NEW YORK—Ramtron International Corp. Wednesday (July 6) announced broad sampling of its 64-kilobit ferroelectric random access memory (FRAM), billed as a drop-in replacement for 64-Kb EEPROM.
Ramtron's 64-Kb FM24C64C, built on the company's manufacturing line at IBM Corp., is suited for nonvolatile memory applications that require frequent or rapid writes, according to Ramtron (Colorado Springs, Colo.). In May, after several delays, Ramtron announced it was sampling its first products made by IBM under a foundry agreement.
FM24C64C is a 5-volt serial FRAM device that performs at bus speed without write delays, and supports up to 1 trillion read/write cycles—1 million times more than a comparable EEPROM device—Ramtron said. The FM24C64C offers low operation with 100 µA active current (at 100 kHz) and only 4 µA typical standby current, according to Ramtron.

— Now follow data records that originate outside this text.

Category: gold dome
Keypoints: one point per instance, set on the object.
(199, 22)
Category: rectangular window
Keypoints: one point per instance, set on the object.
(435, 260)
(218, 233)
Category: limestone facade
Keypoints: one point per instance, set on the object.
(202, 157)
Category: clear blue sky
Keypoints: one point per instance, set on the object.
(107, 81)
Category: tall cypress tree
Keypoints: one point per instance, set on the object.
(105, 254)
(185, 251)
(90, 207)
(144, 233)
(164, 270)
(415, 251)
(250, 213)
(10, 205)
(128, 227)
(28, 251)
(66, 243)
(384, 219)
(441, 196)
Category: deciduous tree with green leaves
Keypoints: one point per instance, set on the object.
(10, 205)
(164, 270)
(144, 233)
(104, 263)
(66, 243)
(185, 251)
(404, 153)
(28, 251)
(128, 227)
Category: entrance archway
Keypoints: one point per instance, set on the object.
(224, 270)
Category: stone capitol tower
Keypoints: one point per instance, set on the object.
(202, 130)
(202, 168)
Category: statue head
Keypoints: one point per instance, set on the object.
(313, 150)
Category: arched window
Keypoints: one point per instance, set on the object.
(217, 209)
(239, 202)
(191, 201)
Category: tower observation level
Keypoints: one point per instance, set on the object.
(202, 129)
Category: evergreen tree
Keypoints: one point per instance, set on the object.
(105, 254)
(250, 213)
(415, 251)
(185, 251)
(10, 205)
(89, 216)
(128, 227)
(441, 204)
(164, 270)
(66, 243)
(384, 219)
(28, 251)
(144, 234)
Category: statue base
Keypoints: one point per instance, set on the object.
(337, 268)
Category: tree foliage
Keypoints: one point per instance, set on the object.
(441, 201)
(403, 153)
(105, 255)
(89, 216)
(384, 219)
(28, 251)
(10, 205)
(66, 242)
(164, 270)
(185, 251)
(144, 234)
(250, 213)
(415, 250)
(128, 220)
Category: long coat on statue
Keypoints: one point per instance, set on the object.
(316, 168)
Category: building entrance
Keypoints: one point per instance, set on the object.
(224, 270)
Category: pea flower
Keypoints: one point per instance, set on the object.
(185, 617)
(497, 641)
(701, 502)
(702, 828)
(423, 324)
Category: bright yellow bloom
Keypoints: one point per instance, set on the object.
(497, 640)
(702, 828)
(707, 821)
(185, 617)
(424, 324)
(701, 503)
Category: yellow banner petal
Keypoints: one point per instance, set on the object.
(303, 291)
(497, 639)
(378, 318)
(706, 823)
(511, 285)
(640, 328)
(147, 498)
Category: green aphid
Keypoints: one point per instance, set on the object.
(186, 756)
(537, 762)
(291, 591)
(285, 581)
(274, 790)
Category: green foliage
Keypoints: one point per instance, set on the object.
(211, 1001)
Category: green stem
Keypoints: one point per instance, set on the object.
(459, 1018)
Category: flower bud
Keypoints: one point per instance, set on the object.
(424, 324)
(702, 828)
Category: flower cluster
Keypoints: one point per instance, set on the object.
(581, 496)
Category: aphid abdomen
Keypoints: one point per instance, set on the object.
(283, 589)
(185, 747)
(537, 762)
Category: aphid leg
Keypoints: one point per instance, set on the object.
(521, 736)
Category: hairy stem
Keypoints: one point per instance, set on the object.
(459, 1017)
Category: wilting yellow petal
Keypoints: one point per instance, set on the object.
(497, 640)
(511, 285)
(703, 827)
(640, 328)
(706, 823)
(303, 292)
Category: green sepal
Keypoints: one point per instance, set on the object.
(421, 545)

The FM24C64C features a serial I2C interface, has an active current of 100 µA, and performs up to 1-MHz bus frequency, Ramtron said. The device is offered in an industry standard, RoHS compliant 8-pin SOIC package and operates over the industrial temperature range of -40°C to +85°C, the company said.
64kb seems a bit low for today's embedded system. There are still various areas that the memory will be really useful. If the memory can further be embedded into a MCU, the application area will all of sudden widen. Nonetheless, business is business. price is still one of the key factors.